I don’t know where to start. My boyfriend and I met through “Match.com”. In the beginning, we spent a decent amount of time together. He was down to participate in my insane ideas and laughed a lot. That was June-July 2017. I found myself in a predicament where I had move out of a family member’s home. My boyfriend did ask me to move in with a month to move in with him. So, when this situation arose, he came to my rescue.
I am 7 years older than he is. I immediately noticed that he changed and he was spending a ridiculous amount of time on Xbox with his long-time gaming friends. I soon started finding myself alone more and more. I reached out him that he was spending TOO much time playing Xbox. His justification for his behavior was that he was overly sensitive and he dealt with life and past was to play.
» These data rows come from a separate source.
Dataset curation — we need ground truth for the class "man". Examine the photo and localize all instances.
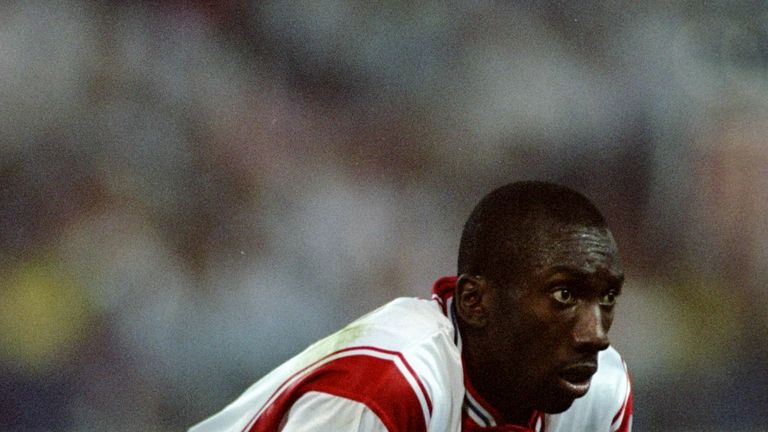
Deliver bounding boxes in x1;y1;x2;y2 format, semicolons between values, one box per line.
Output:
192;182;632;432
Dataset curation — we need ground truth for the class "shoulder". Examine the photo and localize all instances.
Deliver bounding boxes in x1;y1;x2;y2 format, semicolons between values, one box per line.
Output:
208;298;463;431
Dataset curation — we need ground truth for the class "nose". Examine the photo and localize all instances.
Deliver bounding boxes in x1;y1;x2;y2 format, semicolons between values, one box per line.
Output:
573;304;610;353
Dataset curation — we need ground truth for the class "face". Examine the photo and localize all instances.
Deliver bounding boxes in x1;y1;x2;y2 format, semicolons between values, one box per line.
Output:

I accepted that excuse for the time.
I am the type of person that deals with crisis head on and I don’t play. I know I can be very confrontational when I believe something is not right. So, I understand I can be a bit scary when I feel my needs and feelings are being neglected. I can’t help feeling so hurt that he chooses to spend more time online with his online friends. I’m starting to believe I’m not that important in his life. I can’t handle the neglect, callousness, along with my own illness. My gut feeling is to walk away. He even told that he could deal with other people’s feelings. In other words “I chose not emotionally available because of all the pain he feels”. I should have left then, huh? No, I started becoming more nurturing and trying to be understand him but it doesn’t help that hear him laugh and joke with his online friends and does not do that with me. I feel like I’m being cheated on. Idk what to do. I’m in a lot of pain. Any insights would be very appreciated.
Mila Levy
Hi Mila
I am sorry that your boyfriend is not emotionally available to you. It sound like it's really hard for you to live in this situation because it's not doing you any good. If you find a place to live apart from him maybe he would make more of an effort to be with you when you agree to meet if you want to stay friends. I don't think he is going to become a life partner material over night. He has emotional problems with addiction and he has to want to get over those. Maybe he has to feel he is really losing you to wake up and take notice. Even then , he may not have the stregth to give you what you need as the energy for recovery will take it's toll on him...he still may not be able to give you what you need.
We have a thread which talks communicating with the addict; how you may be able to raise your concerns
Also there is one about setting boundaries
Follow the link in my signature below to find them. They may give you ideas how you can proceed with him.
you need to take care of you and find ways to strengthen yourself. There are good people out there like yourself. Keep searching and be more open to possibilities. Maybe have a look for CODA meetings near you; they will help you make healthier relationships for yourself. All the best.